Mit der Mechanisierung der Landwirtschaft in den 60er Jahren verlor das schwere, gutmütige Arbeitspferd seine Bedeutung. Der Bestand an Zuchttieren sank rapide. Dank der ausgeprägten Passion und des Traditionsbewusstseins, vor allem in der Altmark, überlebte diese Rasse. Dazu trugen unter anderem Züchterpersönlichkeiten wie Fritz Templin aus Klein Schwechten, Werner Schaper aus Stendal-Röxe, Martin Kunze aus Engersen oder die beiden Pretzierer Egon Sommerfeld und Herbert Otto Schulz bei.

Nach der Wende erhielten die sanften Riesen sogar eine Zeit lang die Rassebezeichnung „Altmärkisches Kaltblutpferd“. Bedeutende Zuchten gibt es aktuell in Klötze oder Stappenbeck. Jüngst konnte die Sandbeiendorfer Zuchtgemeinschaft Schleef/Schneider einen Doppelerfolg feiern. Diese stellte Ende Juni auf dem Fohlenchampionat in Brück sowohl das beste Hengst-, als auch das beste Stutfohlen. Der dazugehörige Stutenstamm basiert auf der traditionsreichen Zucht der Familie Heseler aus Dönitz.

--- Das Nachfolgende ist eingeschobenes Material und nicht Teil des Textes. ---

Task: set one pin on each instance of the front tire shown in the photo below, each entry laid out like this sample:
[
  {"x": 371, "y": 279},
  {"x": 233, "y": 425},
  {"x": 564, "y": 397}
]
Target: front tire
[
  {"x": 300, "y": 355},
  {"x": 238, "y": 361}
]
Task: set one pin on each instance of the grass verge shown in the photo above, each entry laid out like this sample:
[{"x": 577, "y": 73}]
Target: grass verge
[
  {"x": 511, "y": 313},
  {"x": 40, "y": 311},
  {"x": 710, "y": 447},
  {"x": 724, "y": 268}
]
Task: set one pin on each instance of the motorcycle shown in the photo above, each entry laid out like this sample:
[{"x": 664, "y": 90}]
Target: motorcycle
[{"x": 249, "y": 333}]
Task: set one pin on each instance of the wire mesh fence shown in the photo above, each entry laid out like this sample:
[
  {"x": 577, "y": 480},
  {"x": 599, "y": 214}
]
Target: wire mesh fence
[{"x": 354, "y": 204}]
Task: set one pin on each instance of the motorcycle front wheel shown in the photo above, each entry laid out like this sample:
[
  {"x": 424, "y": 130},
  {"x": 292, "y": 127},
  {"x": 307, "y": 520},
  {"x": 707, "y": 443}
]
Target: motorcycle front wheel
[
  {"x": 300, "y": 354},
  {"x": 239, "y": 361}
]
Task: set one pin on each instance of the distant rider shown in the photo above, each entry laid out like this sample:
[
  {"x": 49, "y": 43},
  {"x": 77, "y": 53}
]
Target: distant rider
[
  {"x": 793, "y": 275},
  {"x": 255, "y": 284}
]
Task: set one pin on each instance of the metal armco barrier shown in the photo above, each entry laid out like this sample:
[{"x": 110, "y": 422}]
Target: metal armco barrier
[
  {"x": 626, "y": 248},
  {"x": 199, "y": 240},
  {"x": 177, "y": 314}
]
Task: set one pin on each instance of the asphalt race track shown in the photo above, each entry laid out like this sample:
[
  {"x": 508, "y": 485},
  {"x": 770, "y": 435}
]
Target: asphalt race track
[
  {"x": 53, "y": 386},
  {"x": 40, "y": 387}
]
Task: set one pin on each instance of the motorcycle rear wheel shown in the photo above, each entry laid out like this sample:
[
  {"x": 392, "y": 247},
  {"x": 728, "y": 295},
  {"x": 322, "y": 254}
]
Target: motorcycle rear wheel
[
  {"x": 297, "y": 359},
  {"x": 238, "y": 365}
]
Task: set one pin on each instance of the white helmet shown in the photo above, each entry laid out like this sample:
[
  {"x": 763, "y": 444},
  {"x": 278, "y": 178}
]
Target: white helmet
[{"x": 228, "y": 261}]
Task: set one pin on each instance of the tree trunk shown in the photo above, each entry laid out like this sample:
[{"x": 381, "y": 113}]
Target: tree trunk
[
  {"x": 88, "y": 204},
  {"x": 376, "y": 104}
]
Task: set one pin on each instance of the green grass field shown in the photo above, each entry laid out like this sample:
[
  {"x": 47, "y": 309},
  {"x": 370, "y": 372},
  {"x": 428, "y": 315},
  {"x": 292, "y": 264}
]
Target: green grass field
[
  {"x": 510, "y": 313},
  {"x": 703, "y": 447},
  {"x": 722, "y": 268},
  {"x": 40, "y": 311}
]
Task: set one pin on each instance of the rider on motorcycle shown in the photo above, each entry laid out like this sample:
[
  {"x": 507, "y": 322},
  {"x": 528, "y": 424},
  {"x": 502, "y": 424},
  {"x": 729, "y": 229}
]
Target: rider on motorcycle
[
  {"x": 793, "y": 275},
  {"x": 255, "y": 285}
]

„Ja, die Altmark kann als Hochburg der sachsen-anhaltinischen Pferdezucht angesehen werden“, bestätigt Dr. Ingo Nörenberg, Zuchtleiter des Pferdezuchtverbandes Brandenburg-Anhalt. Längst gehe es vorrangig allerdings nicht mehr um die Nutzung des Pferdes in der Landwirtschaft, sondern die Vierbeiner seien zum Sport- und Freizeitpartner geworden. Auch in diesem Punkt wurde in der Altmark Geschichte geschrieben. So stieß Nörenberg nach langen Recherchen auf einen Artikel der beweist, dass sich die Reiterschaft im Januar 1925 mit der Gründung des Reitbundes der Provinz Sachsen und des Freistaates Anhalt in Stendal organisierte.

Neben den Kaltblut- gibt es in der Altmark erfolgreiche Shetlandpony-, Welsh-, Haflinger-, Lewitzer- und Reitponyzuchten. Das Deutsche Sportpferd dominiert allerdings zahlenmäßig den Bestand. Besonders stolz können die Altmärker aktuell auf ihre zwei Weltmeisterinnen dieser sein.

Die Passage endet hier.